Selon elle, le Brexit a ouvert “la boîte de Pandore”. “Cela fait longtemps que c’est latent, mais avec le référendum la parole s’est libérée”, analyse Catherine, qui tempère en expliquant que si ce genre d’agressions arrive plus souvent qu’avant, à Londres, de tels événements restent encore rares. “Mais ce serait dommage de devoir élever mon fils dans cette ambiance. Je n’ai pas envie qu’il soit harcelé à l’école”.

Que faire en cas d’agression ?

Elle regrette cette nouvelle atmosphère qui règne non seulement au Royaume-Uni mais aussi dans toute l’Europe. “J’ai quitté la France en 1994 à cause du climat raciste, je ne veux pas retrouver cela ici. Je reste une éternelle optimiste, alors j’espère que les choses vont s’arranger”, conclut-elle en expliquant qu’il ne faut pas généraliser son cas. “Par mon témoignage, je souhaite simplement faire avancer le débat et plutôt faire ressortir le fait que souvent l’ignorance et la mécompréhension de l’Histoire et de l’Union européenne est probablement la raison pour laquelle ce genre de choses nous est arrivé et ou que nous ayons été témoins de cette colère. Ici est ma maison, après 25 ans. C’est là que j’ai décidé de travailler, de vivre, de me marier et d’élever mon enfant”. Et Catherine compte bien continuer.

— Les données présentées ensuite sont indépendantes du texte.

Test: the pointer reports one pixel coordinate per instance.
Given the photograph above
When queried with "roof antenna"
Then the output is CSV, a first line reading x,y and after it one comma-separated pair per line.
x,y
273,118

Interrogé, le Consulat général de France à Londres explique de son côté que “les Français reçus suite à une agression ont très rarement fait état d’un lien entre celle-ci et leur nationalité”, mais reconnaît que “ce type d’agression ‘ciblée’ peut exister, mais représente une très faible minorité par rapport au volume global des crimes et délits dont des compatriotes sont victimes à Londres et au Royaume-Uni en général”. En cas d’agression de ce type, la représentation française conseille de s’adresser non seulement aux services de police mais aussi au service des affaires sociales du Consulat général, “qui pourra conseiller utilement les victimes, en fonction de la situation”. Une assistance consulaire pourra ainsi être apportée et une liste d’avocats est déjà en ligne sur le site du Consulat au cas où la victime souhaiterait porter plainte.